Em 1754, Jundiaí viveu um episódio curioso e, para muitos, impactante. Mãe e filha, Thereza Leyte e Escholástica Pinta da Silva, foram acusadas de bruxaria. O motivo da denúncia? O suposto uso de feitiços para causar a morte do marido de Escholástica, Manoel Garcia, que havia falecido oito anos antes. Essa história foi reconstituída pela filóloga Narayan Porto, da USP, em sua dissertação.

Curiosamente, as acusações não vieram da comunidade em geral, mas de parentes de Manoel. O que movia essa denúncia era, na verdade, o interesse nos bens deixados por ele, especialmente os indígenas que ele mantinha como escravizados. A disputa por herança em tempos tão conturbados levou essas mulheres a serem apontadas como bruxas.

Além da trama familiar e de bens, um personagem que não pode ser esquecido é Francisco, um homem negro escravizado. Ele foi testemunha de acusação e, segundo documentos do processo, espalhou boatos de que Escholástica teria causado feridas no marido apenas ao tocá-las, além de, supostamente, deixá-lo cego com suas mãos.

É importante lembrar que o Brasil colonial vivia sob a sombra da Inquisição Portuguesa, que começara em 1536. Embora seu foco principal eram os cristãos-novos, acusar alguém de feitiçaria era uma prática muito comum. Se os casos eram considerados graves, poderiam ser levados a Lisboa para julgamento formal pelo Tribunal do Santo Ofício.

No entanto, a história das “bruxas de Jundiaí” teve um desfecho distinto. O processo não seguiu para Lisboa. Ao invés disso, foi decidido localmente, e as autoridades concluíram que as provas eram insuficientes para condenar Thereza e Escholástica. Assim, elas escaparam de punições mais severas.

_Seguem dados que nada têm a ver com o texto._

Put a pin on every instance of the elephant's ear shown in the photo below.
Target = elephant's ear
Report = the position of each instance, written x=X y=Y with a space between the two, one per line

Mas o desfecho não foi totalmente favorável. Francisco, que havia denunciado as mulheres, foi punido publicamente. O pai de Escholástica, um juiz local, o açoitou em uma demonstração de autoridade, sob a justificativa de que ele caluniara sua própria família.

Esse episódio ilustra como, em tempos de poder desigual, as disputas por bens e status social podiam transformar a Justiça e a religião em armas de controle. Um lembrete sombrio de que, muitas vezes, o peso da história recai sobre aqueles que têm menos poder para se defender.